# How to get P-Values of Categorical Features?

I have dataframe which contains numerical and categorical features. I am trying to get p-values of these variables using OLS.

I'm creating dummies to get p-values of categorical features. But in this way im getting p-value for all values in categorical features. My purpose is that get p-value of feature not all values of feature.

How should i interpret of OLS result which contains p-values of dummies? Should i use chi2 test for get the p-value of categorical features? If yes can i use p-values of numerical features from OLS and p-values of categorical features from chi2 test for all data?
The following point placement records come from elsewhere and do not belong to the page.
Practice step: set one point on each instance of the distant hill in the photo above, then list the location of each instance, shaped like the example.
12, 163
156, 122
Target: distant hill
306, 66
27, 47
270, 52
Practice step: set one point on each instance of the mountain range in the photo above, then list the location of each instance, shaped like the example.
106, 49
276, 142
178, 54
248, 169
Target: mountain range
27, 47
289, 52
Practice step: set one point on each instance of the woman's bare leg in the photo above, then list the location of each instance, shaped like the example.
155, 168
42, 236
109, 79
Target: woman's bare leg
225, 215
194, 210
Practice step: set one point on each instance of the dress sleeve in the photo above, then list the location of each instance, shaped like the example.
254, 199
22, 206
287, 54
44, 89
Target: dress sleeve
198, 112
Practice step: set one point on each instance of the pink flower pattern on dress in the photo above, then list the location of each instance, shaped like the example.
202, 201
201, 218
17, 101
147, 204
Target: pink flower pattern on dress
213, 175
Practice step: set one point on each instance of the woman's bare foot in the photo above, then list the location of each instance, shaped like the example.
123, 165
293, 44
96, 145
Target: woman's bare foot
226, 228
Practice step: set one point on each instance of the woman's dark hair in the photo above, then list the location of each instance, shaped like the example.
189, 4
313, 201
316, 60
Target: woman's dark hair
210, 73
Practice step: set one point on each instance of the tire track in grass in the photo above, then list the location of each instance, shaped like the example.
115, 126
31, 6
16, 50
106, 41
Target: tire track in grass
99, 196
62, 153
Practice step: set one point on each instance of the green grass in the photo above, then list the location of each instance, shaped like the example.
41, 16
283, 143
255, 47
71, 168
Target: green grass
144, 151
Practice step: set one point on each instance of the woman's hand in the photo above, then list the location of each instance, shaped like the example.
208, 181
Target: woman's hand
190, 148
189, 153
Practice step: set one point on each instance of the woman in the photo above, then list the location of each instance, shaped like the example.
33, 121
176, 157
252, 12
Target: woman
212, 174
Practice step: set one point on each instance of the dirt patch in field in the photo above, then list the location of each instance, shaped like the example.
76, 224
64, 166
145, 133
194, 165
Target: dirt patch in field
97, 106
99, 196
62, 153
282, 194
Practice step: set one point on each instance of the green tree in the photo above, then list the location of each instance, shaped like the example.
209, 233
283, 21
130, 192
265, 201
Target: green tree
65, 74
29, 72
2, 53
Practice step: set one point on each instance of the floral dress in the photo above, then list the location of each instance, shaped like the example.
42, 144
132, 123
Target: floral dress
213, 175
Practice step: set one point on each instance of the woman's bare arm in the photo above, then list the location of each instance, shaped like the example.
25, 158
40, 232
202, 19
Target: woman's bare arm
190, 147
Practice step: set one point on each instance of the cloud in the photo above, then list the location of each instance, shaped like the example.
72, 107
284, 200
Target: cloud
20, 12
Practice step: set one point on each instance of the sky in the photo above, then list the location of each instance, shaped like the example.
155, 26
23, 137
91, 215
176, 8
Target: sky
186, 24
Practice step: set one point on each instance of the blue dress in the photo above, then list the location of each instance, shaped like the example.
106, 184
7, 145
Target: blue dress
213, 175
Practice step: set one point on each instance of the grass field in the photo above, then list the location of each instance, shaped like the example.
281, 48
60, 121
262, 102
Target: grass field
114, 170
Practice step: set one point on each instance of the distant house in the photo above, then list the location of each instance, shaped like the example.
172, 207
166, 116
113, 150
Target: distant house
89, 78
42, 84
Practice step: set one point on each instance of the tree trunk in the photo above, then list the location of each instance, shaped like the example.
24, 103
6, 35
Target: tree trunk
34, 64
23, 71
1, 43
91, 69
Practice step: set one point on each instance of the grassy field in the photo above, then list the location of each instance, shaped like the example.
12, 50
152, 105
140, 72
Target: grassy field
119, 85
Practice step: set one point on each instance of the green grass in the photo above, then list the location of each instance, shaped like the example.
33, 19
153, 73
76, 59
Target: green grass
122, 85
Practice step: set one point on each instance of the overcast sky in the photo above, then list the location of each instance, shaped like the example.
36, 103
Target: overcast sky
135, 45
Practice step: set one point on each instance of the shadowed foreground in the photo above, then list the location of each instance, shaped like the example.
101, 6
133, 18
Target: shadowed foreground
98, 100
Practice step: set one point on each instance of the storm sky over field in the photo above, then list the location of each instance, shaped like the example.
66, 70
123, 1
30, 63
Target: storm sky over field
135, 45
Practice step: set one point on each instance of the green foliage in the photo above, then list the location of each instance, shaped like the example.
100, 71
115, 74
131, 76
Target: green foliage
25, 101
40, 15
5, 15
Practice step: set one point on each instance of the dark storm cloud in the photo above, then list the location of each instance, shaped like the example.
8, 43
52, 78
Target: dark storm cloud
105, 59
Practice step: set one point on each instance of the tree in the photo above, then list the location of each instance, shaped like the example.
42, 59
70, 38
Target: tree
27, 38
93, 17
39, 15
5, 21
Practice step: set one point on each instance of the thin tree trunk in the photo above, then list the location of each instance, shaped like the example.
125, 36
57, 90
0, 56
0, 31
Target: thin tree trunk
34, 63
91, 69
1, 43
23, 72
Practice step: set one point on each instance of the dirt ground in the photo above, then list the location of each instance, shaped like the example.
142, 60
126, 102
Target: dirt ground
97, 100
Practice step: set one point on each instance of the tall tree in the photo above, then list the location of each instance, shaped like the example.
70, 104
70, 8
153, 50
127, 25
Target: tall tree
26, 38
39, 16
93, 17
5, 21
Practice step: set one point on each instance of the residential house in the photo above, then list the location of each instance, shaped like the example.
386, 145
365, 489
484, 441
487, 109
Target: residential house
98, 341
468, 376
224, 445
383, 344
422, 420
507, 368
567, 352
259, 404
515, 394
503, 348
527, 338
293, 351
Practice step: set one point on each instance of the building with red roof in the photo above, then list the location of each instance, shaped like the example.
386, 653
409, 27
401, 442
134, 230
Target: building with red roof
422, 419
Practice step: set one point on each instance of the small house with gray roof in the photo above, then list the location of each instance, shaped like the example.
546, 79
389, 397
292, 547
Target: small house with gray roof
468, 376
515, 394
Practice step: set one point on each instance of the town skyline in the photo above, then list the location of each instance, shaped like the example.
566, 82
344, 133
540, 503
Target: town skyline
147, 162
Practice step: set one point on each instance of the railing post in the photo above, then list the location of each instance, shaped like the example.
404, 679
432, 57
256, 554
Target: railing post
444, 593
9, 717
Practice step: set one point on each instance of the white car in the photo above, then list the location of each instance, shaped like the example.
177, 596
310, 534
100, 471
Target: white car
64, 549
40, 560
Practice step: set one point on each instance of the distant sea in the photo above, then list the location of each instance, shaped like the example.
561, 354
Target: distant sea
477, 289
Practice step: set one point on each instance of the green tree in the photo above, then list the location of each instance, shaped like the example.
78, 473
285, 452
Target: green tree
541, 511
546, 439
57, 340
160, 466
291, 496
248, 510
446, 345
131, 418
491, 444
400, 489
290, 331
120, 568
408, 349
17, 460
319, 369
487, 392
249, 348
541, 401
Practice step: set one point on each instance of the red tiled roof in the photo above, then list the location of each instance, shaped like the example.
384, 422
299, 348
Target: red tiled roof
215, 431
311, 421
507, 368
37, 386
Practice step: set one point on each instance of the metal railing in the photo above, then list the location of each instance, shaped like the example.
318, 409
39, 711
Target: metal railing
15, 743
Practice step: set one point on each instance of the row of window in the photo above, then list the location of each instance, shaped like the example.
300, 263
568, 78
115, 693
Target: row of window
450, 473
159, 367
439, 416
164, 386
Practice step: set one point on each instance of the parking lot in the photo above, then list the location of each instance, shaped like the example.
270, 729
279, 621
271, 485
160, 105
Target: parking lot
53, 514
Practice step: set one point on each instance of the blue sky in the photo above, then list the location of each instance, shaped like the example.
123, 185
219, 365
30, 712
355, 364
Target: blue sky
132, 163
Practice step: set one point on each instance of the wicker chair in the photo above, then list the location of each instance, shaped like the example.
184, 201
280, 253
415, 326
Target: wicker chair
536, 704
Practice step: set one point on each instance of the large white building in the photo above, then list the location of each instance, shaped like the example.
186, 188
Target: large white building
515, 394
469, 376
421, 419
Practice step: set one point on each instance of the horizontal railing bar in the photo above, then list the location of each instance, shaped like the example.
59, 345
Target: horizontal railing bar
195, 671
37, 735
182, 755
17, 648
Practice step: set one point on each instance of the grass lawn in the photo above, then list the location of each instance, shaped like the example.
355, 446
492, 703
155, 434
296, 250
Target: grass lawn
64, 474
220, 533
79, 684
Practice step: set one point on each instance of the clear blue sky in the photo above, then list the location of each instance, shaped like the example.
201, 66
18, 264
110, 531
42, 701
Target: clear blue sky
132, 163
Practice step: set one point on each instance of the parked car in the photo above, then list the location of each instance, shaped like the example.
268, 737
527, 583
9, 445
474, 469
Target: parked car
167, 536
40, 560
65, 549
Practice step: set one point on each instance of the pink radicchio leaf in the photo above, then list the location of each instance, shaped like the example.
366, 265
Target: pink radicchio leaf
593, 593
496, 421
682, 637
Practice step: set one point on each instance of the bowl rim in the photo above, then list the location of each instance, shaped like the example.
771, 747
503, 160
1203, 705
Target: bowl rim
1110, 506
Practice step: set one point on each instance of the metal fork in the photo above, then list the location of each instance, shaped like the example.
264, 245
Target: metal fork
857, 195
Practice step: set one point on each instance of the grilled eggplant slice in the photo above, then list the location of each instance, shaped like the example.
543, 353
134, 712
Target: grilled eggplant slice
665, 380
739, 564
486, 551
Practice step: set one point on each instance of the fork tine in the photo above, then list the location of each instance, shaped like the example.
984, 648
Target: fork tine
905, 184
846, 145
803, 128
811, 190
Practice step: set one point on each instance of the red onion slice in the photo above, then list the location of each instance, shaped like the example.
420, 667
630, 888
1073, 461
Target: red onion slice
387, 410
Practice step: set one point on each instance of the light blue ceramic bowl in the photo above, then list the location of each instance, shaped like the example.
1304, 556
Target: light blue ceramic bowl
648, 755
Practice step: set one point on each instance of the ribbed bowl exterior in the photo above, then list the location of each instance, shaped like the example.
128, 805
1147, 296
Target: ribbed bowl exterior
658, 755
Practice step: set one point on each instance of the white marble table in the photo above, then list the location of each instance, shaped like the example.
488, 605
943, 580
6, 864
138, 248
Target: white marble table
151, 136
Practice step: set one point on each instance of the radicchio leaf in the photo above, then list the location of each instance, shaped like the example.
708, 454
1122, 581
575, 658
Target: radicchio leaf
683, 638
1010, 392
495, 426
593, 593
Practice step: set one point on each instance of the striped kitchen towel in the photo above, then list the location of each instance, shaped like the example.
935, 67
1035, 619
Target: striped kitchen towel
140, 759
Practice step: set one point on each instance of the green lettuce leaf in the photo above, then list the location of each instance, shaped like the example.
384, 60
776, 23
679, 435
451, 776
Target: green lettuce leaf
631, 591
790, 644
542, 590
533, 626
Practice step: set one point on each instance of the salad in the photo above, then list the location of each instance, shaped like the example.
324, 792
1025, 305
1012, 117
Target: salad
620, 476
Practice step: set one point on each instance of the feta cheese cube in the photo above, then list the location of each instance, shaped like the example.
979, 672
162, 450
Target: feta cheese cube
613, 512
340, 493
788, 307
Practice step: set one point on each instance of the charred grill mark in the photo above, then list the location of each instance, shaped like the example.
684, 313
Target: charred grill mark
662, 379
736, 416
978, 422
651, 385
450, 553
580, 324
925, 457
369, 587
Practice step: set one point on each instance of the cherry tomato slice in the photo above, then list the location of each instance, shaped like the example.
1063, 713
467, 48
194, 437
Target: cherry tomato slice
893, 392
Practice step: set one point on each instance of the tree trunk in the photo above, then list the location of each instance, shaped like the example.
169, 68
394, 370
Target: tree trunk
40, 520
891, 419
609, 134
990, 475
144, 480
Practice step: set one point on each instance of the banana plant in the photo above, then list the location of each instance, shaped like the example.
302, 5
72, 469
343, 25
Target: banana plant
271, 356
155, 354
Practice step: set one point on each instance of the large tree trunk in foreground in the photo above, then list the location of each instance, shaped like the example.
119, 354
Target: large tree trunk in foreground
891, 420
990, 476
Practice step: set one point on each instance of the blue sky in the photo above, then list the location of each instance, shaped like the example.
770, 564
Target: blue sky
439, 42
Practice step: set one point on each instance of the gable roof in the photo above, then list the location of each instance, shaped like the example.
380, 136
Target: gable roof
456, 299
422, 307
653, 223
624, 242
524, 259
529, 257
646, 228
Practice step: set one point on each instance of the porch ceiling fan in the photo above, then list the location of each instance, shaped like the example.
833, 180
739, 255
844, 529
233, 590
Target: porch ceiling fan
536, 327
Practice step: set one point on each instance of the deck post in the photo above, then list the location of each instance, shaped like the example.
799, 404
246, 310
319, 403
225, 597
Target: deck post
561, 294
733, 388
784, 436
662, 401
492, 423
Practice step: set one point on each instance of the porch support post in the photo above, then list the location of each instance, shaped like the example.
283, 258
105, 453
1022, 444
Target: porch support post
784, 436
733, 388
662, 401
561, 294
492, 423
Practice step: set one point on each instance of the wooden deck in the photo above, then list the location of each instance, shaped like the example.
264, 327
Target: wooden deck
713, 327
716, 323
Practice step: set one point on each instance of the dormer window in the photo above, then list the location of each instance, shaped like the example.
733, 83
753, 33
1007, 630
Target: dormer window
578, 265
• What software are you using? Commented Dec 23, 2019 at 14:02
• Python @user2974951 Commented Dec 23, 2019 at 14:03
• "Python" is a Turing-Complete programming language. You need to be a lot more specific than that. You had might as well say "what software?" ... "Computers"
– Him
Commented Dec 23, 2019 at 14:54
• I dont use any spesific software like SPSS, Weka etc. Im developing software using Python, Scikit-Learn, Imblearn, Statsmodels, Numpy etc. Commented Dec 24, 2019 at 6:41
• Does this answer your question? How to test the statistical significance for categorical variable in linear regression? Commented Jul 25, 2020 at 13:58

You can test the fit of a model with that factor and it’s levels omitted against the full model. That’s basically what’s going on to calculate the p-values of each individual parameter.

The model with the factor and it’s levels is going to fit better, but then the test, in some sense, says if the increase in fit is worth the additional model complexity.

You’re doing an OLS linear model, so the standard test would be an F-test of the sums of squared errors:

$$\dfrac{\frac{SSE_{reduced}-SSE_{full}}{p_{full}-p_{reduced}}}{\frac{SSE_{full}}{n-p_{full}}}\overset{H_0}{\sim} F_{p_{full}-p_{reduced}, n-p_{full}}$$

“Reduced” means the model with the variables (factor with it’s levels) missing; “full” means the model with those variables included. “SSE” is the sum of squared errors (technically residuals) from the model. “p” is the number of parameters in the model. “n” is the number of observations. “$$\overset{H_0}{\sim}$$” means distribution under the null hypothesis that the factor does not influence the outcome.

In R, the “lmtest” package has tools to do comparisons like this. The “anova” function in base R might be able to take nested models as inputs, too.

In case you aren't aware, the p-values returned for each category you are tested assess if the individual dummy is significantly different than your determined reference group. I believe you are looking for a global test to assess if the variable itself is significant. In this case you would use a "chunk test" AKA a "general linear F-test".

See this thread: What are chunk tests?

It is important to note that some dummies in your categorical variable may not be significant, but they should still be left in the model.